Amazon is the latest major IT company to offer free AI training to help attract and retain skilled AI talent in an industry that is seeing the gap for such trained workers widen.
The giant ecommerce company and hyperscale cloud provider recently unveiled its AI Ready initiative with the goal of training 2 million people in generative AI by 2025. Education is a key to ensuring that organizations can take advantage of the benefits AI offers, according to Swami Sivasubramanian, vice president of data and AI at Amazon Web Services (AWS).
“We’re launching new initiatives for adults and young learners, and scaling our existing free AI training programs – removing cost as a barrier to accessing these critical skills,” Sivasubramanian wrote in a blog post.
The AI Ready effort includes three areas of focus, including offering eight new and free AI and generative AI courses and more than $12 million in scholarships available to more than 50,000 high school and university students around the world for a new generative AI course offer on Udacity, a for-profit online educational organization.
In addition, Amazon’s Future Engineer program – which aims to increase access to computer science education in underserved and underrepresented communities – is teaming with Code.org, an education nonprofit, to offer an Hour of Code Dance Party: AI Edition. It’s an hour-long introduction to coding and AI where students will be able to create a virtual music video for songs from the likes of Harry Styles and Miley Cyrus.
“Students will code their virtual dancer’s choreography and use emojis as AI prompts to generate animated backgrounds,” Sivasubramanian wrote. “The activity will give participants an introduction to generative AI, including learning about large language models and how they are used to power the predictive analytics responsible for creating new images, text, and more.”
8 New Courses
The eight new courses include three for business and non-technical participants and focus on generative AI and Amazon’s CodeWhisperer AI code generating solution. There also are five courses for developers and other technically-adept users, touching on prompt engineering, low-code machine learning on AWS, building language models, creating generative AI applications using Amazon’s Bedrock foundation models and using the company’s Transcribe speech-to-text platform.
Amazon paired the announcement of AI Ready with the release of a study done by AWS with research firm Access Partnering, illustrating the rapid adoption by organizations of AI and the growing need for skilled AI talent. The study is based on a survey of 3,297 employees and 1,340 organization in the United States.
The survey found a U.S. business market eager to embrace AI. That includes 92% of organizations surveyed that plan to use AI-based products by 2028, with most saying it will help IT, sales and marketing and human resources departments the most initially, with other teams also getting benefits. In addition, more than 93% of employers and 86% of employees say they will use generative AI within the next five years for such goals as increasing innovation, automating repetitive tasks and improving learning.
The problem becomes finding enough workers with AI skills. About 73% of the employers surveyed said hiring people with such capabilities is a priority, but 75% of them say they can’t find the necessary talent. More training is needed, and those who develop AI skills will benefit: Employers are willing to pay IT workers with those skills 47% more.
Skills Shortage an Issue
The AWS study echoes others that found similar challenges. Global consultancy McKinsey and Co. in a report in July found that that lack of talent is hindering innovation in AI – as well as other IT fields, such as the cloud and edge, immersive reality and quantum computing – and that organizations should look at teaching current workers rather than simply looking at external candidates.

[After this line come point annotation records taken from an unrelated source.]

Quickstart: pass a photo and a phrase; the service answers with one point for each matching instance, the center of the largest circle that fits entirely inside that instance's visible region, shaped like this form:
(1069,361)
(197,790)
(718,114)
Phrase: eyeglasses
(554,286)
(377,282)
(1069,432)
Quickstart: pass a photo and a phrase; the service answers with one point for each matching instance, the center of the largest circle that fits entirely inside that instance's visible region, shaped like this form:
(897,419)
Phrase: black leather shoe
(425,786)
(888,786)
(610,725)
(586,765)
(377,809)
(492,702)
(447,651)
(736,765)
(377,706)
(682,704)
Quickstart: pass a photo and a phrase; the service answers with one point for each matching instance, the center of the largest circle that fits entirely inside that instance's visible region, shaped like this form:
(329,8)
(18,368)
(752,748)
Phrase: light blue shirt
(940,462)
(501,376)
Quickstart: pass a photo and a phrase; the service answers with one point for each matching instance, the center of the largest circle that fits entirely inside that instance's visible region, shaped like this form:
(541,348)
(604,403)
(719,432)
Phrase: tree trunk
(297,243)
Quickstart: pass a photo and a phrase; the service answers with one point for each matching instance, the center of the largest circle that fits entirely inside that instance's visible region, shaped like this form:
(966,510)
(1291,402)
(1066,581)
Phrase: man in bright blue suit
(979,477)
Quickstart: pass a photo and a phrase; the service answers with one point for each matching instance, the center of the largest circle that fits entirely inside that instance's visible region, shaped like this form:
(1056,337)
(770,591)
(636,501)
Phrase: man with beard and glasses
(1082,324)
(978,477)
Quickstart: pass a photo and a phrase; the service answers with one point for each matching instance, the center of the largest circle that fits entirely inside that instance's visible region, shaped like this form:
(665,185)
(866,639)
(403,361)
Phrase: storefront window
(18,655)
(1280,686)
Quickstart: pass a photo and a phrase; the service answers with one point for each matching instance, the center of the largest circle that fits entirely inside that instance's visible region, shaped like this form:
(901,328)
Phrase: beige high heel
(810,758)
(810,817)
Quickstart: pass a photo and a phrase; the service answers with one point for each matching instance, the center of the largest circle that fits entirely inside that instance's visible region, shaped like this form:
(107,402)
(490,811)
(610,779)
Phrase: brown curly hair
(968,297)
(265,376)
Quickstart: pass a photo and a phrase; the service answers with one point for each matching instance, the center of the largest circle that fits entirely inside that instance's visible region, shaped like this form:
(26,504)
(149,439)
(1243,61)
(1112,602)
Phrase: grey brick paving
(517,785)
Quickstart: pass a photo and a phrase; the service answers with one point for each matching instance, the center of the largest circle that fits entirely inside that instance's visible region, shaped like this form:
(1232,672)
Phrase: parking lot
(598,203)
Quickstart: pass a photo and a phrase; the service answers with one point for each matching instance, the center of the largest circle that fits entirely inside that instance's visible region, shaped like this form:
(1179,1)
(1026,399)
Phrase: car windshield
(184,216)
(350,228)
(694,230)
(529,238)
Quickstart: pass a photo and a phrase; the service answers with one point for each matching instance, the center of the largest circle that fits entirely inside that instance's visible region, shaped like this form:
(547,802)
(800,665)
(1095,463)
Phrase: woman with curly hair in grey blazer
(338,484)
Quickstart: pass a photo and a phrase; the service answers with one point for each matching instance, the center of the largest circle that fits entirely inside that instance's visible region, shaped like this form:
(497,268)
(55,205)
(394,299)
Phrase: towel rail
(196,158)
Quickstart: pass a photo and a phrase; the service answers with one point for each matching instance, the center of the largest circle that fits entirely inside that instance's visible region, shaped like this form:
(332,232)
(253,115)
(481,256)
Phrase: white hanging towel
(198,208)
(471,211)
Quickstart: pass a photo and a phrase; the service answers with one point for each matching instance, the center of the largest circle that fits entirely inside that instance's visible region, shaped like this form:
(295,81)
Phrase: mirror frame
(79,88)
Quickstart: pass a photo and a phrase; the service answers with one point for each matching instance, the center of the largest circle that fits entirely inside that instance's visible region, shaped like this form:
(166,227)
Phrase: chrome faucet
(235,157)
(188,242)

In its own survey earlier this month, online learning platform edX made the same point about companies needing to embrace upskilling.
Amazon, like most other tech companies, is aggressively building its AI capabilities, with President and CEO Andy Jassy saying in a letter to shareholders that the company is investing heavily in large-language models and generative AI. In addition, the company in September announced it is investing $4 billion in generative AI startup Anthropic, and this month told workers that it was cutting hundreds of jobs from the unit that works on the Alexa voice assistant and shifting more resources to its efforts with generative AI.
IBM Offers an AI Training Program
In addition, Amazon isn’t the only IT company offering free AI training. Most recently, IBM in September announced it was adding generative AI courses to its SkillsBuild collection of free online skills-based training. The company said it wants to train 2 million people in AI by the end of 2026, with a focus on underrepresented communities.
A study by IBM found that implementing AI and automation will mean having to retrain 40% of their workforce over the next three years.